Mais donc Noto. Il fait un excellent travail pour l'occasion. Il est là pour dépanner en attendant le retour de Asrar, alors qu'il dessine d'habitude Cable. Mais c'est un artiste très rapide, capable d'abattre deux épisodes par mois, sans difficulté. Et surtout il correspond à ce qu'exige ce genre d'épisode, où l'essentiel se joue entre quatre yeux, avec des dialogues denses, un effort particulier sur les expressions et la valeur de chaque plan. Pas besoin d'en faire des caisses, Noto le sait : il est totalement au service du script. Si vous êtes allergique aux "talking heads" et aux "gaufriers", passez votre chemin. Mais en même temps, sachez que c'est ce qu'il faut pour ces scènes. Les traiter différemment ne les rendrait pas plus attractives, au contraire elles desserviraient le propos en détournant notre attention.
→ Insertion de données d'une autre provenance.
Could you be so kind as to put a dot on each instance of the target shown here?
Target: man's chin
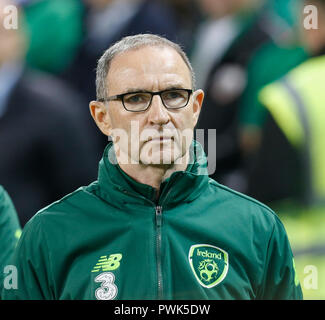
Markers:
(160, 158)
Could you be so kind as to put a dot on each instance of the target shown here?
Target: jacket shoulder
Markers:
(246, 204)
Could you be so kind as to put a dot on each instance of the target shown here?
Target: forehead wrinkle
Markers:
(168, 70)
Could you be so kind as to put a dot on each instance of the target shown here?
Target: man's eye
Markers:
(172, 95)
(136, 98)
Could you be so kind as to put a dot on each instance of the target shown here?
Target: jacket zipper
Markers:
(158, 251)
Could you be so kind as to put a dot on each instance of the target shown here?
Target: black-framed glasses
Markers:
(141, 100)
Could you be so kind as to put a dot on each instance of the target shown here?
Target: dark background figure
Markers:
(285, 169)
(238, 29)
(47, 147)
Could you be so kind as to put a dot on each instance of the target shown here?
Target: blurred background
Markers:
(261, 64)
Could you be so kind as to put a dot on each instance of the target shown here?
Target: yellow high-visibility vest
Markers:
(297, 104)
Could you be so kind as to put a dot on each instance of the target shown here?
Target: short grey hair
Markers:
(127, 44)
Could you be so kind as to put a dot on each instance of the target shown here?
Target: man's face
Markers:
(156, 135)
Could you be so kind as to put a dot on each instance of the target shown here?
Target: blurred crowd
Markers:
(260, 68)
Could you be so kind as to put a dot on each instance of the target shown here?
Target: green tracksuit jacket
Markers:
(113, 240)
(9, 233)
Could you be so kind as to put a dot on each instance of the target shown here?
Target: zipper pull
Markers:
(158, 216)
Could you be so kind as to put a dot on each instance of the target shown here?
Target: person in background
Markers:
(226, 42)
(10, 232)
(291, 147)
(43, 132)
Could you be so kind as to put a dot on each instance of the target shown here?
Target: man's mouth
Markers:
(161, 139)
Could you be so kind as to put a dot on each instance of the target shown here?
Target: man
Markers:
(153, 226)
(9, 232)
(43, 130)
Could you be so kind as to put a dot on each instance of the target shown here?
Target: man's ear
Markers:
(198, 97)
(99, 112)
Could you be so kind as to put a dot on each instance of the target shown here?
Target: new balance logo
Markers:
(108, 264)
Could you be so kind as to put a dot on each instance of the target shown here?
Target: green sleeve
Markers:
(9, 231)
(280, 278)
(32, 263)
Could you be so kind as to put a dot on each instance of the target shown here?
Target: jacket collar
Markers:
(182, 186)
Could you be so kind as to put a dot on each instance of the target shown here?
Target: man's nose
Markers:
(158, 114)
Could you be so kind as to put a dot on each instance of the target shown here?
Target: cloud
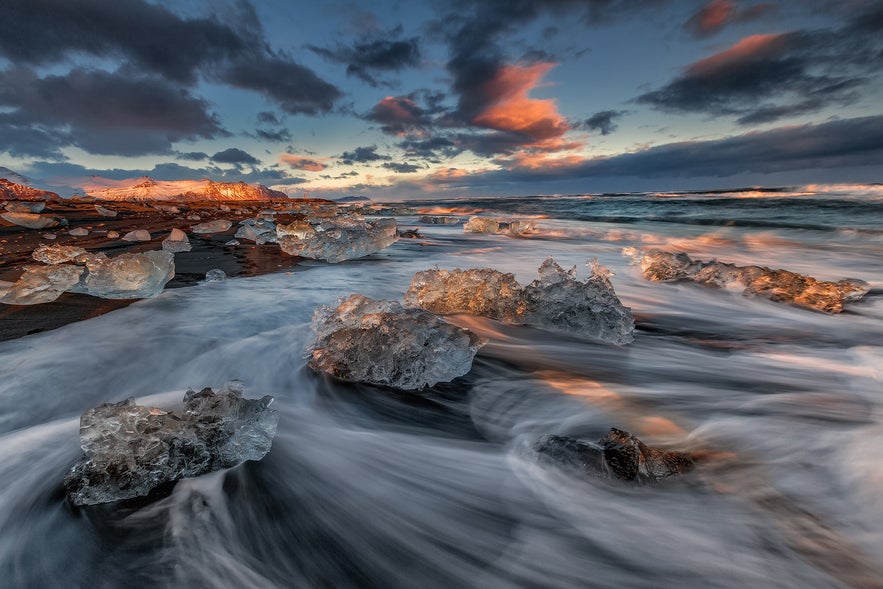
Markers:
(234, 155)
(99, 112)
(602, 121)
(151, 40)
(362, 155)
(369, 55)
(299, 162)
(764, 77)
(718, 14)
(402, 167)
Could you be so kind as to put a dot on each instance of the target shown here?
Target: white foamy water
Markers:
(366, 487)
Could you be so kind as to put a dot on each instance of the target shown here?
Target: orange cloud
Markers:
(511, 109)
(752, 47)
(299, 162)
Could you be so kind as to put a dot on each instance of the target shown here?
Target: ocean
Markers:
(370, 487)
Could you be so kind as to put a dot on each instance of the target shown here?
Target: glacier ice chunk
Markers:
(336, 240)
(380, 342)
(557, 300)
(777, 285)
(177, 241)
(130, 449)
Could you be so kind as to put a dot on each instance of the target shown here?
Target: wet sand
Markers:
(208, 251)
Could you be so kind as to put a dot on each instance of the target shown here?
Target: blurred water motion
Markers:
(369, 487)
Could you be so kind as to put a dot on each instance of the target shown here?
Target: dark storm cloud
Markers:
(765, 77)
(369, 55)
(362, 155)
(402, 167)
(715, 15)
(602, 121)
(100, 112)
(156, 50)
(234, 155)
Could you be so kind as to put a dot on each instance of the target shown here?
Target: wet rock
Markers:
(129, 449)
(619, 454)
(42, 284)
(30, 220)
(380, 342)
(336, 240)
(556, 300)
(137, 235)
(216, 226)
(177, 241)
(777, 285)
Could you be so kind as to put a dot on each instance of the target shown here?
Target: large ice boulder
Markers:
(777, 285)
(129, 449)
(556, 300)
(339, 239)
(380, 342)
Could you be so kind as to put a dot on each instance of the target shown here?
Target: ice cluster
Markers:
(618, 454)
(130, 449)
(556, 300)
(380, 342)
(337, 239)
(69, 268)
(777, 285)
(503, 226)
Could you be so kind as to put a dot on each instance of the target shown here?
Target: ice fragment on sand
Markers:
(130, 449)
(127, 276)
(215, 275)
(30, 220)
(340, 239)
(42, 284)
(777, 285)
(557, 300)
(379, 342)
(176, 242)
(618, 454)
(137, 235)
(216, 226)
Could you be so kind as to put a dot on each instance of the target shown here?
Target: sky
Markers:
(444, 98)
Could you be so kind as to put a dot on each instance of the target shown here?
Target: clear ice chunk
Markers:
(42, 284)
(216, 226)
(129, 449)
(127, 276)
(557, 300)
(777, 285)
(339, 239)
(619, 454)
(380, 342)
(177, 241)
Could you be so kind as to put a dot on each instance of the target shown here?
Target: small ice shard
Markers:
(777, 285)
(30, 220)
(336, 240)
(127, 276)
(25, 207)
(439, 219)
(42, 284)
(215, 275)
(58, 254)
(618, 454)
(176, 242)
(129, 449)
(557, 300)
(379, 342)
(137, 235)
(216, 226)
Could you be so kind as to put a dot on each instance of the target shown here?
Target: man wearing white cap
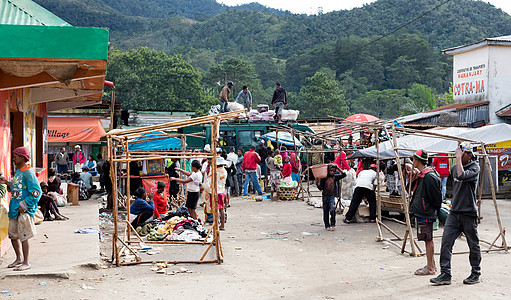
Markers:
(462, 217)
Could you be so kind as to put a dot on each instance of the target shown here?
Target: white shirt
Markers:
(367, 179)
(194, 186)
(232, 157)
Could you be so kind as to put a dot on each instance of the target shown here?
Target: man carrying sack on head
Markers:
(25, 193)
Cela est presque minimaliste, austère même. Mais cette sobriété a du bon, elle repose après les grand spectacle du crossover et elle souligne les idées, les échanges riches, denses, qui sont inscrits dans le scénario.

2021 ne sera peut-être pas une année facile (en tout cas pas une remise à zéro, comme si 2020 n'avait pas existé ou que la crise allait disparaître comme par enchantement). Mais ce ne sera certainement une nouvelle année passionnante pour les fans des mutants (du moins ceux qui ne sont pas encroûtés dans une espèce de tradition immobile, pétrifiée). 

1 commentaire:

Anonyme a dit…

Bonjour,

Encore merci pour cet article captivant.

Juste une remarque. Concernant le procédé électoral chez les super-héros, le avengers l'utilisaient par le passé (je crois que ce n'est plus le cas aujourd'hui). Je ne peux pas citer de mémoire les numéros en questions mais je me souviens de plusieurs n° de West coast avengers au début des années 90's où les personnages votaient et ou nous avions au final des membres dits "permanents" et des réservistes... avec tous les conflits d'égos que ça pouvait engendrer^^
Hickman, c'est sûr, amène cela à un niveau jamais vu.
Reste le roster trés attendu du coup. Pour le moment, celui des différents titres me laissent froid (à part sword qui est assez inattendu et audacieux). J'ai peur qu'il y ait peu ou pas de surprises: on aura sûrement droit à Wolverine, Jean, scott, Diablo...
D'autre part, je regrette que des "morts" marquants ne fassent pas leur retour en grande pompe: Thunderbird, Caliban, Rusty Collins, etc...

J'ai fait une digression de ouf! désolé!

Bonne continuation, bonnes fêtes et longue vie à mystery comics!